REBEL FOODS EXPANDING WITH FOCUS ON MIDDLE EAST AND NORTH AFRICA
Rebel Foods, the Indian-based dark kitchen operator, has announced it is to embark on a major expansion drive in the Middle East.
Already present in the UAE, the company is set to extend its operations in the region by launching in four more countries in the Middle East and North Africa (Mena).
By the first quarter of next year, Rebel Foods aims to be active in Bahrain, Egypt, Kuwait and Qatar, officials have revealed.
It comes amid significant growth in web-based food-delivery operations across the globe, driven by both technological change and the Covid-19 pandemic. Rebel Foods is one of the fastest growing.
According to the latest statistics from the company, it is currently active in 45 cities in six countries, and has 350 kitchens and 3,500 internet restaurants. Reports indicate that 500 of these internet restaurants are outside India.
The company plans to significantly increase its presence in the UAE and has already revealed its intention to launch operations in Saudi Arabia this year.
In comments made to Middle Eastern media, the company’s chief executive in the UAE, Ajay Jain, said Rebel Foods was aiming to build a “$1 billion business” in the coming three years by expanding its Mena operations.
It has previously been described by analysts as one of the firms in its sector most likely to reach this coveted $1 billion valuation.
As well as launching in new markets in the Mena region, Rebel Foods is growing its operations in the UAE, where it launched in 2019 as one of its first foreign markets alongside Indonesia.
In the UAE an additional 150 dark kitchens – or internet restaurants, as the company calls them – are due to be launched in Abu Dhabi, Al Ain and Sharjah by the end of this year, according to reports.
Plans to launch in Saudi Arabia are said to have been complicated by travel restrictions linked to the Covid-19 pandemic, but the company still aims to inaugurate its operations in the Kingdom in 2021.
Rebel Foods says its revenues have increased 200% since before the pandemic, which has hit physical restaurant operations but acted as major driver for expansion of virtual operations.
The company has a number of dark kitchen brands, among them Behrouz Biryani, Mandarin Oak and The Good Bowl, with several offered from a single kitchen.
It offers what it calls as a “brand as a service” model, which it says is similar to software as a service (SaaS), where software is centrally located and provided on a subscription basis.
In comments made to media, Ankush Grover, Rebel Foods’ co-founder, said this approach allowed rapid expansion as it involved a “plug and play” model.
“Future international expansion will largely be on the back of the brand-as-a- service model since it is a low capital model and is working very well for us,” he was quoted as saying.
Launched in India in 2011 as a chain of physical restaurants, the company set up its first dark kitchen in 2015 and, a year later, ended its physical restaurant operations.
Just as Rebel Foods is moving into North Africa, so sub-Saharan Africa is seeing growth of the sector.
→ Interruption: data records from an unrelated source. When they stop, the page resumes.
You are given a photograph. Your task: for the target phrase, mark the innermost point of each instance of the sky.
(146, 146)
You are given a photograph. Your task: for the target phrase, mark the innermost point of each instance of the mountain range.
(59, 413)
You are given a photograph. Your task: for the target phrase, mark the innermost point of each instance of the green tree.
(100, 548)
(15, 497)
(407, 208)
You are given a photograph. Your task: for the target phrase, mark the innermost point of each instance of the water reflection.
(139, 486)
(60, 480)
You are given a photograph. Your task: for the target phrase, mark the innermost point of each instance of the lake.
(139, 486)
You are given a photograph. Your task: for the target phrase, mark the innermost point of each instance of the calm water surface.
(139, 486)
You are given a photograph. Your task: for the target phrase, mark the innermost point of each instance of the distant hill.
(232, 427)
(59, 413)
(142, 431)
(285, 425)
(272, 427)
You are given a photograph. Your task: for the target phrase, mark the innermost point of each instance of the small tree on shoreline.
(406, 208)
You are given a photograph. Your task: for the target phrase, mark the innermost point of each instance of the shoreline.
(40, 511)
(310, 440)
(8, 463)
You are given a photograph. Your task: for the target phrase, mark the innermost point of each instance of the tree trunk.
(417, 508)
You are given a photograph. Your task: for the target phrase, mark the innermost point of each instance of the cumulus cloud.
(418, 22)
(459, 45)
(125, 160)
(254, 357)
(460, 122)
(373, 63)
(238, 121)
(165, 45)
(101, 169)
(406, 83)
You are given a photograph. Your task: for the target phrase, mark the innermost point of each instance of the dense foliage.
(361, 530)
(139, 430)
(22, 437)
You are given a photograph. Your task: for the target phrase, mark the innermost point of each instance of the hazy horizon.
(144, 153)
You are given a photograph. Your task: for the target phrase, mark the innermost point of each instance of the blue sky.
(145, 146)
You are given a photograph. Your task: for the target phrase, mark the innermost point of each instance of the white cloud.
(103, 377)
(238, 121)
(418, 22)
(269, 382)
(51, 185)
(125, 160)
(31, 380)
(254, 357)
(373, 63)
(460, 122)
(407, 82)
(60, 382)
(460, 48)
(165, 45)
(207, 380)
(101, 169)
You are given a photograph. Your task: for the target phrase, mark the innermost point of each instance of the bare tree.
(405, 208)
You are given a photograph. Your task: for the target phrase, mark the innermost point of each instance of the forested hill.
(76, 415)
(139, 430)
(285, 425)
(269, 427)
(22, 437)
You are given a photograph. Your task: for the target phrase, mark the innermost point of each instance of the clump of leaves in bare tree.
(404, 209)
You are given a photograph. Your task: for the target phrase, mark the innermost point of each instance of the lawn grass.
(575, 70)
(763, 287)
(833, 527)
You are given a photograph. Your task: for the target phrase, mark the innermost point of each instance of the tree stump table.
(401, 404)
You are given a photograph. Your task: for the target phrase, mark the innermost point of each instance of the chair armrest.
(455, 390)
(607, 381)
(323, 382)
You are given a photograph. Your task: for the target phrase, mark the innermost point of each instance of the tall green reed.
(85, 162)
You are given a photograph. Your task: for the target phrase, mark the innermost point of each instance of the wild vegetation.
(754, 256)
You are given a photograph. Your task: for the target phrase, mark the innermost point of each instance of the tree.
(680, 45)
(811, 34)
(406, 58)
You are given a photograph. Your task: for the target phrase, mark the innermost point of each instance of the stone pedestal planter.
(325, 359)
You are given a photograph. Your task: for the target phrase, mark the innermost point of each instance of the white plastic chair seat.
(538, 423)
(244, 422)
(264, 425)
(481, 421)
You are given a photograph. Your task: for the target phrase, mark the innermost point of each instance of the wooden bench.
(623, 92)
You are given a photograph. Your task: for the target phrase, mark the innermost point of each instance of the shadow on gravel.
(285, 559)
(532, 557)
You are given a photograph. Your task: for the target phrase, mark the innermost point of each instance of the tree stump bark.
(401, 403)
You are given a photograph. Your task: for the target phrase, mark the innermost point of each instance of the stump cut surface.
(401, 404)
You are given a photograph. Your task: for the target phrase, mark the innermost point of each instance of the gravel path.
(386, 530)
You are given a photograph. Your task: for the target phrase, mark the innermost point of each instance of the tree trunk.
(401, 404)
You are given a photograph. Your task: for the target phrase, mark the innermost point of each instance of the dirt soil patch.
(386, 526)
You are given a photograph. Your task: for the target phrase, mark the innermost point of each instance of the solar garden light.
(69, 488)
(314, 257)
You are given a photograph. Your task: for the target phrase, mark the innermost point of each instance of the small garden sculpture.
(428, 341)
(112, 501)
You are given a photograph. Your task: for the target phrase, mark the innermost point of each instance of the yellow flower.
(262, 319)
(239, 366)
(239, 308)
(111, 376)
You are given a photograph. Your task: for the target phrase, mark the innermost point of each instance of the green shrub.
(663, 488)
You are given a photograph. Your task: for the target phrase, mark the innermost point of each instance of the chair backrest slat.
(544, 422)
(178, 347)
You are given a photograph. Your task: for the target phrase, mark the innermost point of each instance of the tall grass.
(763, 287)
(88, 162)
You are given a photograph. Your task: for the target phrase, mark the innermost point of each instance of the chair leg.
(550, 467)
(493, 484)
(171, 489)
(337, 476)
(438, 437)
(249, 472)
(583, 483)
As reported by Sial Paris Newsroom, Kune, a dark kitchen service, is launching this month in Kenya.
The service recently raised $1 million in pre-seed funding, with investors said to be upbeat about the potential for growth across sub-Saharan Africa.
Illustrating how the Covid-19 pandemic has helped dark kitchens to grow, estimates of how much of the restaurant market that dark kitchens are set to account for have grown.
According to reports, before the pandemic they were expected to account for between 10% and 15% of the US restaurant sector, which is worth a total of $66 billion (€56.2 billion). Now, estimates suggest that by 2025 they could be responsible for 21% of the American restaurant sector.